Over at Politico, Evan Mandery wonders why there’s no liberal equivalent to the Federalist Society, the right-wing legal organization that’s become the guiding light of conservative thought about the law:
Over the past three decades, the Federalist Society has ascended from modest origins to become one of the most influential legal organizations in American history, with intellectual reach and political clout that no other legal group can match. As a presidential candidate in 2016, Trump effectively outsourced his Supreme Court picks to Federalist Executive Vice President Leonard Leo, and the group has enjoyed a near-lockdown on new appointments to the federal bench under Trump, most notably on the Supreme Court, where Justices Brett Kavanaugh and Neil Gorsuch each had long-standing Federalist ties prior to their nominations.
So where’s the response from the left?
….There actually is one liberal analog to the Federalist Society, but chances are you haven’t heard of it: the American Constitution Society, founded in 2001, after the Supreme Court decision that effectively handed the presidency to George W. Bush….But the playing field is decidedly not level. The Federalist Society has more student chapters, more than twice as many lawyer chapters and a huge fundraising edge.
This is wrong on a fundamental level. Liberals do have an equivalent to the Federalist Society, and yes, you have heard of it. In fact, conservatives studied it very carefully when they created the Federalist Society back in 1982.
If you’re shaking your head here, I don’t blame you. What is this thing that I say you’ve heard of, but Mandery says doesn’t even exist? The answer is simple: it’s not one single organization. It’s a vast, well-funded movement that’s far older and far more influential than the Federalist Society. Its only problem is that it doesn’t have a name.

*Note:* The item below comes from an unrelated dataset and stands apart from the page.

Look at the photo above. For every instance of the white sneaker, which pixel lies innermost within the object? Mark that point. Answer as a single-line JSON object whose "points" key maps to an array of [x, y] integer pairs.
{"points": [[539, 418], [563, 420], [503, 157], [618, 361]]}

It started in the 50s, when groups like the NAACP and ACLU began aggressively fighting for liberal causes in the Supreme Court. It continued as New Deal liberals took over law schools, professionalized them, and started churning out thousands of young lawyers steeped in a liberal understanding of the law. The Ford Foundation began funding legal aid groups in 1959, and later Congress created the Legal Services Corporation. In the 60s, powered by the legal sea change going on around it, the Warren Court revolutionized American constitutional law. At the same time, public interest law exploded, and in 1971 Ralph Nader started Public Citizen. And there were dozens of others: The Center for Law in the Public Interest, Public Advocates, the Natural Resources Defense Council, the Sierra Club Legal Defense Fund, the Leage of Women Voters Education Fund, and on and on and on. There were (and are) literally hundreds of these groups.
This is what conservatives were up against in the 70s, and it’s why they started the Federalist Society. They weren’t politicizing the law out of the blue. They were responding to an explosive surge in the liberal legal network that, in their view, threatened to overwhelm conservative legal thought completely.
So: do liberals have anything similar to the Federalist Society? Sure. But it’s not one single group that you can hang a name on. It’s an enormous network of liberal legal groups, some of them big and famous and some of them small and unknown. As usual with liberals, these groups are more focused on doing good than they are on pushing ideology, but there’s plenty of ideology involved too.
Do we progressives need our own version of the Federalist Society? Maybe, but it’s really not the way we normally operate. Conservatives tend to be comfortable building big organizations that represents their interests. Building big umbrella organizations for liberals, by contrast, tends to be like herding cats. Over and over, no matter who tries or how much money is put into it, it just doesn’t work. We don’t want to be herded.
So don’t complain that we don’t have a Federalist Society of our own. We do. The thing is, it’s a sprawling mishmash of groups with different focuses and different ideas. Why? Because that’s the way we like things.